For me personally, I'm intrigued by this technology because I am terrible at drawing. I've always been better with words and rhetoric, but when it comes to actually drawing something, I'm terrible. If technology like this could help put some of my ideas into a detailed rendering, that would be incredible. I would love to be able to turn some of those thoughts into something tangible that I could share. And I imagine many others out there with brilliant ideas for art could do the same.
I'm looking at this the rest of Mona Lisa image and thinking that fuck, the AI will be able to lie to us perfectly. It will be able to tell us exactly what we want and need to hear. When the AI will reach this level of story telling with human audio the scam calls are going to wreck havoc.
As soon as I saw the prompting and creation, I immediately thought of the scenes from ST:TNG where the characters were prompting the holodeck for some arbitrary scene.
It's hard to know how AI will develop in general, but it could pose an extreme threat to humanity.
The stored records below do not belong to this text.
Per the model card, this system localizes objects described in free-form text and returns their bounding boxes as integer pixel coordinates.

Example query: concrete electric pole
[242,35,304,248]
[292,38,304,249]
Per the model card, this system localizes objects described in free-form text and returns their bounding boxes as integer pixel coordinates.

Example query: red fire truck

This short vox article provides a good introduction to the risk:
https://www.vox.com/future-perfect/2019/2/12/18202466/ai-artificial-intelligence-humanity-threat
This is actually magic. We live in a world of miracles.
is there like a website for this
So.... can you use this for porn?
Seems like it has incredible potential. Especially for cartoon porn.
And if it is arbitrarily flagged against doing it.. who's gonna come up and make an engine that will do it, and make lotsa dollars?